The timing matters. Ethereum's Pectra upgrade landed without incident, layer-2 activity has stabilized, and staking yields remain competitive with money-market rates. Meanwhile, bitcoin's volatility has compressed as it trades increasingly like a macro asset correlated to equity risk appetite. For traders seeking asymmetric returns, the rotation case writes itself.
What Strategy's sale actually signals
Strategy has not abandoned its bitcoin thesis. The company still holds the largest corporate BTC treasury on earth, and its convertible-debt-fueled accumulation strategy remains intact. But the willingness to sell at all—after years of Michael Saylor insisting he would never part with a single satoshi—introduces optionality into a position the market had priced as permanently one-directional.

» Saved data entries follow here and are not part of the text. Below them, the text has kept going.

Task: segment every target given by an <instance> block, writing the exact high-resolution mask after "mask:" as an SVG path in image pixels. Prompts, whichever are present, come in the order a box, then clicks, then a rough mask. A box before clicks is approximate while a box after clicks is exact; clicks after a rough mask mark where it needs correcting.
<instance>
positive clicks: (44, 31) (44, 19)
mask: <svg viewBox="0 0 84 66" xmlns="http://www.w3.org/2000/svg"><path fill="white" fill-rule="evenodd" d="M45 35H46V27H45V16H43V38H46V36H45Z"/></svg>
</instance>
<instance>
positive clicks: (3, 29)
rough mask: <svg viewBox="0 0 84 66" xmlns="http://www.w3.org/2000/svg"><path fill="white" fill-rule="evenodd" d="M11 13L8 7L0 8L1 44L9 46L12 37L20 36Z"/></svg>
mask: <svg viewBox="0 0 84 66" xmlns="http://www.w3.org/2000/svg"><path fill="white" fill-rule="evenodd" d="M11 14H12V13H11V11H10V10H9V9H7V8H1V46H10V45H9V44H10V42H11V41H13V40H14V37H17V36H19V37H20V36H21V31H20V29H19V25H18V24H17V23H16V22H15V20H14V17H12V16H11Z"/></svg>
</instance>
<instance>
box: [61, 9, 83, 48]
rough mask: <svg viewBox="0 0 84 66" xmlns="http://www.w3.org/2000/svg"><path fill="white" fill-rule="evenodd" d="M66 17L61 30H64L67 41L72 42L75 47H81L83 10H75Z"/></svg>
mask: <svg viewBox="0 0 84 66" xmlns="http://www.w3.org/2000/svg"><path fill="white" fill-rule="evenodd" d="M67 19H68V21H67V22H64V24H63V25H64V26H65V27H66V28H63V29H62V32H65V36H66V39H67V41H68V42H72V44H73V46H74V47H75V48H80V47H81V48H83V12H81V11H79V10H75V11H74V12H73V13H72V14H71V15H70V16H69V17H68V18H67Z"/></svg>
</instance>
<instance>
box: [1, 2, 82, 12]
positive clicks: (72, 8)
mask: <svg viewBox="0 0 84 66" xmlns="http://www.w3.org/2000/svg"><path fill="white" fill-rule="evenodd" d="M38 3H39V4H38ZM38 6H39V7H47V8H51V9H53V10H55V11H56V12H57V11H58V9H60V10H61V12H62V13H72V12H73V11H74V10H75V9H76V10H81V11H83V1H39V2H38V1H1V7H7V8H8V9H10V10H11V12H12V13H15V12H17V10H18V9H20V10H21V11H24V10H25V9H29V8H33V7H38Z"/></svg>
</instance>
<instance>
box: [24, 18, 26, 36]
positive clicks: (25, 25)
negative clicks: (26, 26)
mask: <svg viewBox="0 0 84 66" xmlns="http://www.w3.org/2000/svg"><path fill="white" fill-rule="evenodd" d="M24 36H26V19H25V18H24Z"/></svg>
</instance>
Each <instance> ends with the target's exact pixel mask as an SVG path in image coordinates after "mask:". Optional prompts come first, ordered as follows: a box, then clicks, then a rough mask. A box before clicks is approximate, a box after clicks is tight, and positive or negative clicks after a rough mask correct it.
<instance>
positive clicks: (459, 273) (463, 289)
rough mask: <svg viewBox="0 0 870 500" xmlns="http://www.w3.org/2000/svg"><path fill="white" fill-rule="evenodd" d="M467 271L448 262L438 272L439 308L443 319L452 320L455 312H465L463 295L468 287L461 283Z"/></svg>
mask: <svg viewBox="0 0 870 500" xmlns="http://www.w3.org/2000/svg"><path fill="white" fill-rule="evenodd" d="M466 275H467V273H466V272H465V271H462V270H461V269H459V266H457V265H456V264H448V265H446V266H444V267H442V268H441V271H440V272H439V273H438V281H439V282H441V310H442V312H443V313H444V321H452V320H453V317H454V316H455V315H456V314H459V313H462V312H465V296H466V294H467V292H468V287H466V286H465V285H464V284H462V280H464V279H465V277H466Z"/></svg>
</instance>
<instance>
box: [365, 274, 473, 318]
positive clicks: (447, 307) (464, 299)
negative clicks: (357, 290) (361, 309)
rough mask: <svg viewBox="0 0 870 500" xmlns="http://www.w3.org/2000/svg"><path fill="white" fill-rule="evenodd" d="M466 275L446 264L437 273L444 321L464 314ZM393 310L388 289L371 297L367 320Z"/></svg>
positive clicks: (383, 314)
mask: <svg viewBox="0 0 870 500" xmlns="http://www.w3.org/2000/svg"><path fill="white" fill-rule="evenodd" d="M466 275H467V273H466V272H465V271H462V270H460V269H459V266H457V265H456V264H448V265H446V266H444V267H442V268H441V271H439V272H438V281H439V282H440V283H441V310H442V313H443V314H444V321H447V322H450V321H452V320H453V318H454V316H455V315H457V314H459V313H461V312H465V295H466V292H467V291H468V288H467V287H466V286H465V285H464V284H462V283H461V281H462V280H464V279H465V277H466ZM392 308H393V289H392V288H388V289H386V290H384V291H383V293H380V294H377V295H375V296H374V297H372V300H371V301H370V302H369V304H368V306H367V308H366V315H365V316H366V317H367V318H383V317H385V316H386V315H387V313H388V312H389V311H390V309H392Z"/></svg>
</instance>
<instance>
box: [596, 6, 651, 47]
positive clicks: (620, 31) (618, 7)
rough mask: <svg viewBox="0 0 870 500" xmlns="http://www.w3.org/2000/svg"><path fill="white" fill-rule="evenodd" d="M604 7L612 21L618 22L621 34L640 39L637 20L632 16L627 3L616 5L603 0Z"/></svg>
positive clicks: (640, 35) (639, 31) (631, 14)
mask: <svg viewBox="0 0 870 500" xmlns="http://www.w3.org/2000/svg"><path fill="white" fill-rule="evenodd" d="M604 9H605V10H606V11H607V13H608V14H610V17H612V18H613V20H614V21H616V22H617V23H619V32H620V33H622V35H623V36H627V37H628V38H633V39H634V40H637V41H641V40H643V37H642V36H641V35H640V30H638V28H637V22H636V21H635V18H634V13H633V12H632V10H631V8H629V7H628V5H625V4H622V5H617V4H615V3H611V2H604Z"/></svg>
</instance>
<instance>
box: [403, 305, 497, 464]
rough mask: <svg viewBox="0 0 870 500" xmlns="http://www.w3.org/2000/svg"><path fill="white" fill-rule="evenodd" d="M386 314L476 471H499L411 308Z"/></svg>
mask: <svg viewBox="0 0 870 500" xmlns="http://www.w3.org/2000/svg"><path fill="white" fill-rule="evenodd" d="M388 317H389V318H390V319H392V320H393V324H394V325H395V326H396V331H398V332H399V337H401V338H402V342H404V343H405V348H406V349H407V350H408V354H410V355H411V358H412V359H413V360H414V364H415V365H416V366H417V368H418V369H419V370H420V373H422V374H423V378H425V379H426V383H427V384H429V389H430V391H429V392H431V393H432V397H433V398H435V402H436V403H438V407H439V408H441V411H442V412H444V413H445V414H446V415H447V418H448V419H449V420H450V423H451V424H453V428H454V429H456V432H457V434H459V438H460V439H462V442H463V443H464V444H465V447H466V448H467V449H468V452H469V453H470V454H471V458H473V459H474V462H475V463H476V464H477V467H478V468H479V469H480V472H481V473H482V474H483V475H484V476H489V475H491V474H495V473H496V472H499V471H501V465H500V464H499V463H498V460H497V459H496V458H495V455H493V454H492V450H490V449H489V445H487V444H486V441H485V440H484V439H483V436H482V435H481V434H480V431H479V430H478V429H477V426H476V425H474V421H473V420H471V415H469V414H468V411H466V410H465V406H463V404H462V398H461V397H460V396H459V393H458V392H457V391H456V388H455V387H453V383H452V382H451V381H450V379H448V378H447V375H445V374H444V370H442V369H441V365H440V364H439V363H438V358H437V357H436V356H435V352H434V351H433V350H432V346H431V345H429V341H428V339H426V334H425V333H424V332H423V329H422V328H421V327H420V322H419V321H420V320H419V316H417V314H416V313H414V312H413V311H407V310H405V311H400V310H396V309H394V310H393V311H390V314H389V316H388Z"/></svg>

The sale also coincided with Strive's continued accumulation, reaching 19,000 BTC. The treasury-company landscape is fragmenting: Strategy's dominance is no longer unchallenged, and competitors are happy to absorb any supply the pioneer releases. This diffusion of corporate demand may ultimately be healthy for bitcoin's market structure, but it dilutes the narrative power that Strategy once wielded alone.
Our take
Kendrick's call is elegant but early. Ethereum has disappointed rotation traders before, and the structural bid for bitcoin from ETF allocators shows no sign of exhausting. Still, the psychological shift is real. Strategy selling bitcoin is like Warren Buffett trimming Apple—technically rational, symbolically jarring. If ether outperforms through year-end, this note will be remembered as the moment someone on Wall Street noticed the tide turning.